Thank you. And just to add to it, the responses we see deepening could potentially offer some hope for translation into other avenues. However, the biology we're dealing with may not present an exact fit across different tumor types. Overall, more research is needed to clarify this.
Thank you. One moment for our next question. Our next question comes from Joe Catanzaro from Piper Sandler. Please go ahead.
Hey thanks for taking my question. I had a quick one here on 6236 and its combinability with pembrolizumab. And maybe even with other combination approaches you're looking at, primarily as it relates to 6236 mediated rash. When you look at historical data sets for other MAP kinase pathway inhibitors that also see rash, is there anything there that informs how the addition of pembrolizumab and/or chemotherapy could impact the rate and severity of rash when you start combining?
Yes, I'm seeing shaking heads here. I don't think that we think there is much of a connection there. The effect on rash, the mechanism of rash is probably due to direct effects on the epidermal cells and that has to do with inhibiting RAS. I don't know if it has anything to do with chemotherapy, but Wei, do you want to comment on that one?

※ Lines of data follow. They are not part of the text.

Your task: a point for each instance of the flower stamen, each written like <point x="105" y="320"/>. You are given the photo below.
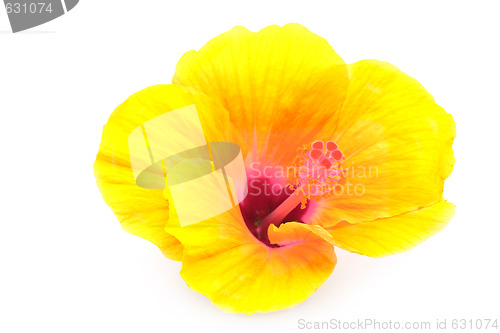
<point x="317" y="173"/>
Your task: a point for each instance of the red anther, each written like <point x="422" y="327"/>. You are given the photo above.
<point x="331" y="146"/>
<point x="326" y="163"/>
<point x="318" y="169"/>
<point x="337" y="154"/>
<point x="315" y="154"/>
<point x="317" y="145"/>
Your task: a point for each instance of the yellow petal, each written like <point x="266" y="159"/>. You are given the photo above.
<point x="397" y="146"/>
<point x="392" y="235"/>
<point x="145" y="212"/>
<point x="279" y="85"/>
<point x="225" y="262"/>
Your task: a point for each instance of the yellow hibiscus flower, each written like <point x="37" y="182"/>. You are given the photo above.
<point x="288" y="100"/>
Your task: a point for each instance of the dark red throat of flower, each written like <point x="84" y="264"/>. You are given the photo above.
<point x="316" y="173"/>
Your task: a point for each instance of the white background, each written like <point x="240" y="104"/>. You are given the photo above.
<point x="67" y="266"/>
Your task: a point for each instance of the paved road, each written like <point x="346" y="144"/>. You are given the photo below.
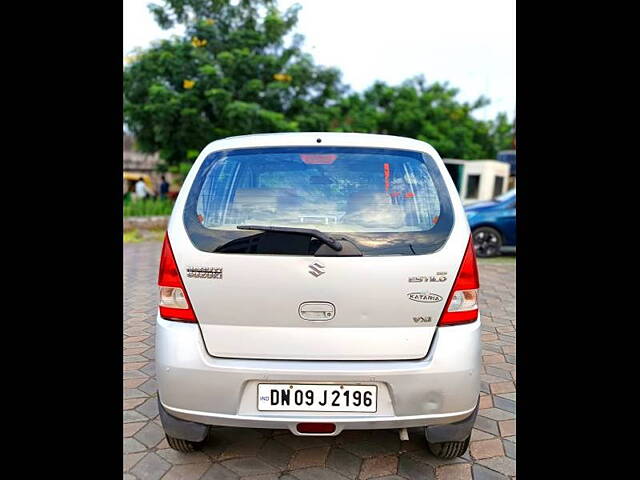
<point x="234" y="453"/>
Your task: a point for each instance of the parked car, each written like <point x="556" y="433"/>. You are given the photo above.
<point x="318" y="282"/>
<point x="493" y="225"/>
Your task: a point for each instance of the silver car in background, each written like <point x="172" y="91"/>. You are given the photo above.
<point x="318" y="282"/>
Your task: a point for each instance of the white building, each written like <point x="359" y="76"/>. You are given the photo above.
<point x="478" y="180"/>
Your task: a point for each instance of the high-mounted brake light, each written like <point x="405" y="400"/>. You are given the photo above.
<point x="462" y="305"/>
<point x="174" y="302"/>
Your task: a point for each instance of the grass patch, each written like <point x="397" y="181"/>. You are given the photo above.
<point x="137" y="236"/>
<point x="147" y="208"/>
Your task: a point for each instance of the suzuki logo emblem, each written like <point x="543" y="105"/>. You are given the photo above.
<point x="315" y="269"/>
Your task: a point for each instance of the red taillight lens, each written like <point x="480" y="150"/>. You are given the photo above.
<point x="462" y="305"/>
<point x="174" y="302"/>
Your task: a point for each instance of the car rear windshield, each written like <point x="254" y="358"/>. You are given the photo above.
<point x="383" y="201"/>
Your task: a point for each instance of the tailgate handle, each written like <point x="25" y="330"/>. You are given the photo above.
<point x="317" y="311"/>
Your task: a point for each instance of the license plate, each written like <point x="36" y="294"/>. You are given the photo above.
<point x="317" y="398"/>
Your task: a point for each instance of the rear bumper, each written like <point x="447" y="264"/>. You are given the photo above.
<point x="442" y="388"/>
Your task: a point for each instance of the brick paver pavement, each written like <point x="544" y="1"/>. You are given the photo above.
<point x="235" y="453"/>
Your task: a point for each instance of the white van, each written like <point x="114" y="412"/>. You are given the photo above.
<point x="318" y="282"/>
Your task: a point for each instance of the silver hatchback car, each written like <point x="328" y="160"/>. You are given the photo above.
<point x="319" y="282"/>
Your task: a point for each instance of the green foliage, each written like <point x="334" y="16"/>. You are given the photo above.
<point x="233" y="74"/>
<point x="147" y="207"/>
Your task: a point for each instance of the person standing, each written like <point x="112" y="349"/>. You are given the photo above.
<point x="164" y="188"/>
<point x="142" y="191"/>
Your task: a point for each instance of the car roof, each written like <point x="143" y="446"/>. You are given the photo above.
<point x="326" y="139"/>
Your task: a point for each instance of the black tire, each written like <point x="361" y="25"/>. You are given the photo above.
<point x="184" y="446"/>
<point x="487" y="242"/>
<point x="449" y="450"/>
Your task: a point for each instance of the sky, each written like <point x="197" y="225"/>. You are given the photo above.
<point x="468" y="43"/>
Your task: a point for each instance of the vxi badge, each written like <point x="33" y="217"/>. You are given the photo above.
<point x="424" y="297"/>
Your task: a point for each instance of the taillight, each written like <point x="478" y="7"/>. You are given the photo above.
<point x="462" y="305"/>
<point x="174" y="302"/>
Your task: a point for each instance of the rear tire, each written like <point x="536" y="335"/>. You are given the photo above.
<point x="449" y="450"/>
<point x="487" y="242"/>
<point x="184" y="446"/>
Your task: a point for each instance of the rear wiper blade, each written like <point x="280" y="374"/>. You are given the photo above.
<point x="323" y="237"/>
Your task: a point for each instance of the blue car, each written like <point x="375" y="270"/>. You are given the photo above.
<point x="493" y="224"/>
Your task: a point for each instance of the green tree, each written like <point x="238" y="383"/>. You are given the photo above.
<point x="426" y="112"/>
<point x="230" y="74"/>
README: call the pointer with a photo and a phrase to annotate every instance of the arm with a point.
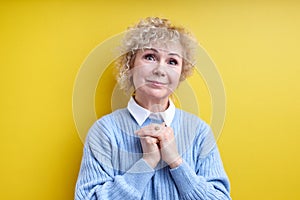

Yes. I think the immune-mediated type of rash is slightly different than the type of rash that we even observe more commonly. Ours is more predominantly acne form and fully responsive to antibiotic treatment. So that's quite different than the other synergistic rashes that are more common. It's always a mix when trying to find out what's actually more predominant, and I think whether we're talking about BRAC inhibitor, MAP inhibitor, et cetera. So when we combine the two, it's possible we may observe some distinct rashes, but past experience did not indicate combining the two would mutually enhance their respective rash.
Okay, thanks. That’s helpful. Thanks for taking the question.